Cumhuriyet öncesinde kadınların durumu içler acısıydı. Kadının adı bile yoktu, nüfus sayımlarında bile dikkate alınmıyordu. Atatürk 1925 yılında Kastamonu’da yaptığı konuşmada “Toplumu kalkındırmak istiyorsanız izlememiz gereken daha emin ve daha etkili bir yol vardır. O da Türk kadınını çalışmalarımıza ortak etmek, hayatımızı onunla birlikte yürütmek, Türk kadınını, bilimsel, toplumsal, ekonomik hayatta erkeğin ortağı, arkadaşı, yardımcısı ve koruyucusu yapma yoludur” diyordu. Kadını güçlendirmenin yolu da eğitimden geçiyordu. 3 Mart 1924 tarihinde, kız-erkek ayrımı yapılmaksızın herkesin ilkokulu bitirmesi zorunlu hale getirildi. Dahası kız çocuklarına ilkokulla birlikte ortaokul, lise ve üniversite eğitim alma imkânı sağlandı. Türk kadını 17 Şubat 1926’da kabul edilen Türk Medeni Kanunu ile erkeklerle eşit yurttaşlık haklarına sahip oldu. Ne kadar gururlansak azdır. Çiçeği burnundaki Cumhuriyetin kadınları seçme ve seçilme haklarını Belçika’dan, Fransa’dan ve hatta İsviçre’den bile önce elde ettiler.
Düşünün bir kez. Osmanlı’nın son yıllarında bile toplumun çok büyük kısmı okuma yazma bilmiyordu. 1918-1922 yılları arasında okuma yazma oranı %3 civarındaydı. Halkın dünyadan haberi yoktu. Cehalet deseniz diz boyu. Cumhuriyet kurulduktan sonra, 1927 yılında bu oranın %8,9’a çıktığını görüyoruz. Beş yıl gibi kısa bir süre içinde %6’ya yakın bir artış göstermiş. Laik ve bilimsel eğitimin sağladığı olanaklarla her alanda yüzlerce bilim insanı, sanatçı, eğitimci, hukukçu, iş insanı ve politikacı yetişti. Cumhuriyet yoksul aile çocuklarına eğitim alma olanağı sağladı. Bu yetenekli ve akıllı çocuklar potansiyellerini kullanma olanağına sahip oldular. Kimileri profesör, kimileri başbakan ve cumhurbaşkanı oldu.

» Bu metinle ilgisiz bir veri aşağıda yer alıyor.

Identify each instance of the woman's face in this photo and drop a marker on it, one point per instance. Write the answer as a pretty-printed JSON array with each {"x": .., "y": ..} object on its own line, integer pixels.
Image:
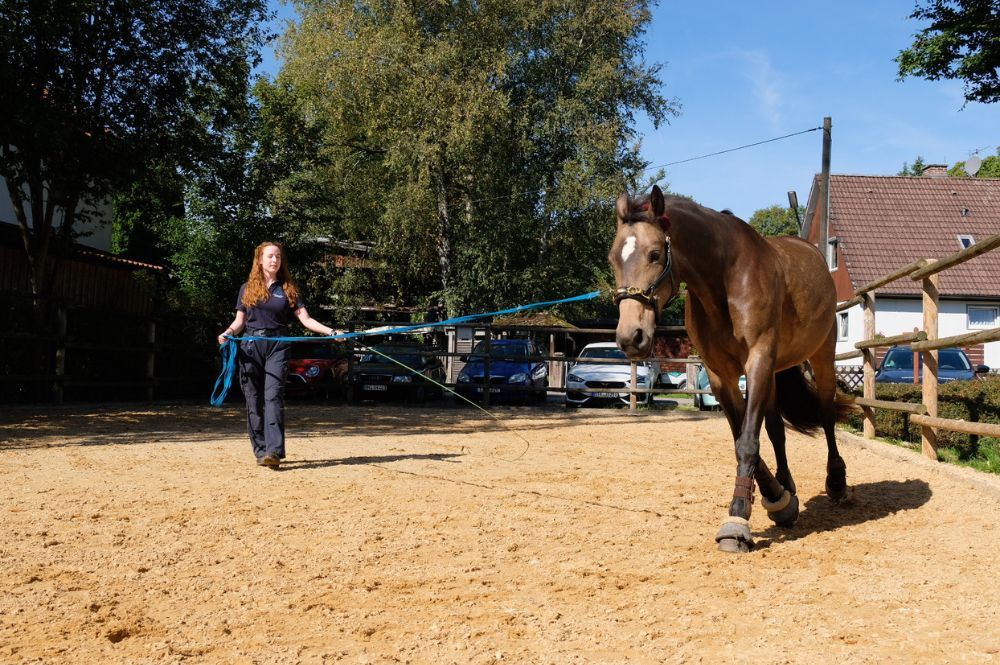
[{"x": 270, "y": 260}]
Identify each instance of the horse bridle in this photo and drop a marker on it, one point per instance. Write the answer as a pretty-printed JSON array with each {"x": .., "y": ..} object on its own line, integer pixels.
[{"x": 648, "y": 295}]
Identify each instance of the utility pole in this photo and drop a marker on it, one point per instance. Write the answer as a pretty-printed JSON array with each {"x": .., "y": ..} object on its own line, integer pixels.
[{"x": 824, "y": 192}]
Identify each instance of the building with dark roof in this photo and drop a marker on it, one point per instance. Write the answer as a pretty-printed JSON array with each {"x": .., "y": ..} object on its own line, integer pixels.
[{"x": 879, "y": 224}]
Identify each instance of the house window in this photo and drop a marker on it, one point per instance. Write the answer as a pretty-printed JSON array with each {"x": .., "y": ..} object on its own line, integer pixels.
[
  {"x": 831, "y": 253},
  {"x": 982, "y": 317}
]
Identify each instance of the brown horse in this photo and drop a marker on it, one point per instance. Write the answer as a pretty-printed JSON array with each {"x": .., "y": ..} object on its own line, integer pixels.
[{"x": 756, "y": 306}]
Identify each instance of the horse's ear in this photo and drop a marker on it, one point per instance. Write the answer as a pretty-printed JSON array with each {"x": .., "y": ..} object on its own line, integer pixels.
[
  {"x": 656, "y": 202},
  {"x": 622, "y": 208}
]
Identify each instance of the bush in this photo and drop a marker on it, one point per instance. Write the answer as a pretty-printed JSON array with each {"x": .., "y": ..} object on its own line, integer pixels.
[{"x": 974, "y": 401}]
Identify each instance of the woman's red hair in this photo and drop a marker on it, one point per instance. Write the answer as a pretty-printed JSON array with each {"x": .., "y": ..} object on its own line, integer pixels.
[{"x": 257, "y": 292}]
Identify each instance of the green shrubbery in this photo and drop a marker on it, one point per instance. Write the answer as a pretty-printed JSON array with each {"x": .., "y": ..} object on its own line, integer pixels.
[{"x": 974, "y": 401}]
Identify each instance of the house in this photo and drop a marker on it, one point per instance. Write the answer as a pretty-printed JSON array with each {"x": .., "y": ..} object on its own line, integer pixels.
[
  {"x": 878, "y": 224},
  {"x": 90, "y": 277}
]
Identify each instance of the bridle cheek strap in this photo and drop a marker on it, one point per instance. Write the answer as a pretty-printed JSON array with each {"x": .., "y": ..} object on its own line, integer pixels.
[{"x": 648, "y": 295}]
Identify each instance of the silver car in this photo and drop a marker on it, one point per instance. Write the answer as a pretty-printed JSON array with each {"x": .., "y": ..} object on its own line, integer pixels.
[{"x": 590, "y": 382}]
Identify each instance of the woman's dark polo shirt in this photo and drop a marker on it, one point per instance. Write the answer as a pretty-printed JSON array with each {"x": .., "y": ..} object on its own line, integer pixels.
[{"x": 270, "y": 314}]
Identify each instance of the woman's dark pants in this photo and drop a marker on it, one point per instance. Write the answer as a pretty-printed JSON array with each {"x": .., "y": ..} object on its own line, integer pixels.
[{"x": 263, "y": 366}]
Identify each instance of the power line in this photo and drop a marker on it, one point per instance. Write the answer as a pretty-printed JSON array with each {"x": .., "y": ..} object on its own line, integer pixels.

29 Ekim 2022 günü, cumhuriyetimizin 99. yılını kutluyoruz. Her alanda birçok kazanımı var cumhuriyetin. Bunlar saymakla bitmez. Cumhuriyetle birlikte laik, ulusal ve bilimsel eğitimin yolu açıldı. Türk kadınları toplum hayatında erkeklerle eşit hakları sahip oldu. Aklın ve bilimin öncülüğünde çağdaşlaşmanın temelleri atıldı. Sosyal hukuk devleti kavramı cumhuriyetle birlikte anayasaya girdi. Ekonomide, sosyal hayatta, bilim ve sanatta büyük atılımlar gerçekleştirildi.
Şimdi, elimizi vicdanımıza koyup bir kez daha düşünelim. Teokratik yönetim biçimleri kadınlara bu olanakları sağlayabilir miydi? Ülkede geniş çaplı bir kültürel dönüşüm ve her alanda topyekûn bir kalkınma mümkün olabilir miydi? Dahası, yetişmiş insan gücümüz bu düzeyde olabilir miydi? Bunların hiçbirinin olamayacağını hepimiz biliyoruz. Nereden nereye!
Büyük Önder’in dediği gibi, cumhuriyet fazilettir ve faziletli insanlar yetiştirir.
Bir kez daha “Yaşasın Cumhuriyet” diyelim o zaman.